Asia

Protests Erupt as South Korea’s Most Notorious Rapist Walks Free

SEOUL, South Korea — South Korea’s most infamous rapist was released on Saturday after serving 12 years in prison, sparking angry demonstrations and anonymous death threats that led to an increased police presence outside the predator’s home.

Protesters gathered outside a prison in southern Seoul on Saturday, shouting “Send him to hell!” and “Castrate him!,” as the rapist Cho Doo-soon was released.

Mr. Cho was arrested in 2008 and later convicted for raping an 8-year-old girl, and his name has since become synonymous with the soft-glove treatment sex offenders are said to receive in the country’s courts.

When Mr. Cho, now 68, was released at dawn on Saturday, people were still enraged.

“What kind of country is this, protecting such a rapist?” protesters shouted as Mr. Cho was driven out in a gray government van under heavy police protection.

Some protesters lay on the pavement, holding signs and shouting slogans, in an attempt to prevent Mr. Cho from leaving. Police officers removed them and built barricades to allow the van carrying Mr. Cho to pass. Protesters kicked at the van and hurled eggs and insults at the vehicle. Anonymous death treats were issued against Mr. Cho online, forcing the authorities to add more police officers and surveillance cameras around his home.

Public anger has surged in recent months as the date of Mr. Cho’s release approached. Last Wednesday, the National Assembly passed a bill, nicknamed the “Cho Doo-soon law,” which banned people convicted of sexually assaulting minors from leaving their homes at night or during hours when students commute to and from school. The law also bans such sex offenders from going near schools.

South Korean courts have long been accused of leniency in meting out justice to white-collar criminals and sex offenders.

In April, a 24-year-old man named Son Jong-woo was released from prison after completing an 18-month sentence for running one of the world’s biggest child pornography websites. In July, a local court rejected the United States Justice Department’s request to have him extradited to face money-laundering and other charges in an American court.

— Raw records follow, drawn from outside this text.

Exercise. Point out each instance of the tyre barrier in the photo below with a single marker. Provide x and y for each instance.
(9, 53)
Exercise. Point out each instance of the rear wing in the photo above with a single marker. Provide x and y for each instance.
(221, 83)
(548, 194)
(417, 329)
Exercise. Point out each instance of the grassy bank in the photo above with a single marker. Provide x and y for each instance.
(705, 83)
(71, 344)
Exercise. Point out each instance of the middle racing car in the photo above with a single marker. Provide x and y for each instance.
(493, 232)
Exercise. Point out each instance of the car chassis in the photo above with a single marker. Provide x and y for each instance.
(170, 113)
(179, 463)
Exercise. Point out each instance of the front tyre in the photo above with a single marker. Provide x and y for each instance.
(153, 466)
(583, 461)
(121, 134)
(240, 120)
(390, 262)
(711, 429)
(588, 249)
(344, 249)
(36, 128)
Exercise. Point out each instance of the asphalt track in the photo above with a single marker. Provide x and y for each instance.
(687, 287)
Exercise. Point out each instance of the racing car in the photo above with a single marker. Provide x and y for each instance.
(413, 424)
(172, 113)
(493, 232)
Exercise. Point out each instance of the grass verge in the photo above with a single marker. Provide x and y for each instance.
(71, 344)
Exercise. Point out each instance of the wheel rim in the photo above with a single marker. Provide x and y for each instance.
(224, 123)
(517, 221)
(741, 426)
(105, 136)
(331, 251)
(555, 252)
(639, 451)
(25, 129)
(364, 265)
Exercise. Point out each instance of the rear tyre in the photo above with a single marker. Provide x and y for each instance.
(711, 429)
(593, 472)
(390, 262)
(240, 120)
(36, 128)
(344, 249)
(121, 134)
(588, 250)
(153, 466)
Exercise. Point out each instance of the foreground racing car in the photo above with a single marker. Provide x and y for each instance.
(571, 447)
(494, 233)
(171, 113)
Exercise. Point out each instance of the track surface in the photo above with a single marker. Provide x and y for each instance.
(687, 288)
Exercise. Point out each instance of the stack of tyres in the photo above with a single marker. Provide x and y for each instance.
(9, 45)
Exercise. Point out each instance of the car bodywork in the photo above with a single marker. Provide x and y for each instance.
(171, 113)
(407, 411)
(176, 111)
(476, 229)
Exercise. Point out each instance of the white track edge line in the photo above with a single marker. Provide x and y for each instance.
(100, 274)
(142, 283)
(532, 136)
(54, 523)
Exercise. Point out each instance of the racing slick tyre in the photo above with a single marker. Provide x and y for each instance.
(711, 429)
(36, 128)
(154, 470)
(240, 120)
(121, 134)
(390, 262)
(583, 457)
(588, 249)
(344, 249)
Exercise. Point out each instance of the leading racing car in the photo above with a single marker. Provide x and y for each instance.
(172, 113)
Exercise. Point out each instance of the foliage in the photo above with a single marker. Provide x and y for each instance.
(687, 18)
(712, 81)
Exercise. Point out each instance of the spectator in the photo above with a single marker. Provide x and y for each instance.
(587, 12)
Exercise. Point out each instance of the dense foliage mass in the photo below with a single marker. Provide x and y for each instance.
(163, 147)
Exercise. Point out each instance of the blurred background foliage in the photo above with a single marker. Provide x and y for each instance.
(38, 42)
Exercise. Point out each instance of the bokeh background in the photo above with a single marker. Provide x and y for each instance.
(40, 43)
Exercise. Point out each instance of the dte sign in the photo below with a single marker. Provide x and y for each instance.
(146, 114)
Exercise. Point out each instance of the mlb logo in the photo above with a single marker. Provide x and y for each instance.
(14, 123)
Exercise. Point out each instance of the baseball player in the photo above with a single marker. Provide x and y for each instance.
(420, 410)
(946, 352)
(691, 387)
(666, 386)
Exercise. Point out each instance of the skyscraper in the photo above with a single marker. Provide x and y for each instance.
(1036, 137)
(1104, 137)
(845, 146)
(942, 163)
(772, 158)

Women’s rights advocates have said the justice system’s inability to properly punish sex offenders has allowed sexual abuse to proliferate nationwide.

But sex crimes here have also attracted more scrutiny in recent years, coupled with the country’s growing #MeToo movement, and the government has vowed tougher punishments. Last month, a 25-year-old man named Cho Joo-bin was sentenced to 40 years in prison for blackmailing young women, including eight minors, into making sexually explicit videos that he sold through encrypted online chat rooms.

Cho Doo-soon, who is not related to Cho Joo-bin, was drunk when he kidnapped a first-grader on her way to school and raped her in a church restroom in 2008. His drunkenness, age and “weak mental state” were cited as mitigating factors when the court sentenced him to 12 years in prison. The prosecutors, who in South Korea can push for stiffer punishments after sentencing in an appeal, chose not to.

Mr. Cho’s pending release from prison captured the attention of many South Koreans and the local news media for weeks. The Justice Ministry had not revealed from which prison Mr. Cho would be released on Saturday or at what time. But hundreds of protesters and journalists found out and gathered outside the Seoul prison from which he was released, the Justice Ministry facility in Ansan south of Seoul where Mr. Cho made a brief stop, and a house in Ansan where he planned to live with his wife.

Ansan residents have protested his return home, saying that they don’t feel safe with him in their neighborhood.

The police promised round-the-clock monitoring. Mr. Cho was seen wearing an electronic ankle monitor when he left prison on Saturday and was ordered to wear it for seven years. His whereabouts and photograph will be available on a government website for registered sex offenders.

The police also installed a monitoring system at his home and will make random visits there to check on him. They also have added 35 surveillance cameras, brighter streetlights and police booths in Mr. Cho’s neighborhood to monitor his movements and also deter people who have threatened to attack him. Police officers specially trained in martial arts will patrol his neighborhood.

Mr. Cho, wearing a cap and mask, did not respond to questions shouted by reporters on Saturday. But Ko Jeong-dae, a Justice Ministry official assigned to supervise Mr. Cho during his post-prison life, said Mr. Cho was surprised by the rage directed at him.

“While we were moving in the car, he told me he hadn’t expected this,” Mr. Ko told reporters in a briefing. “He said he had committed an unpardonable atrocity and he would live in repentance for the rest of his life.”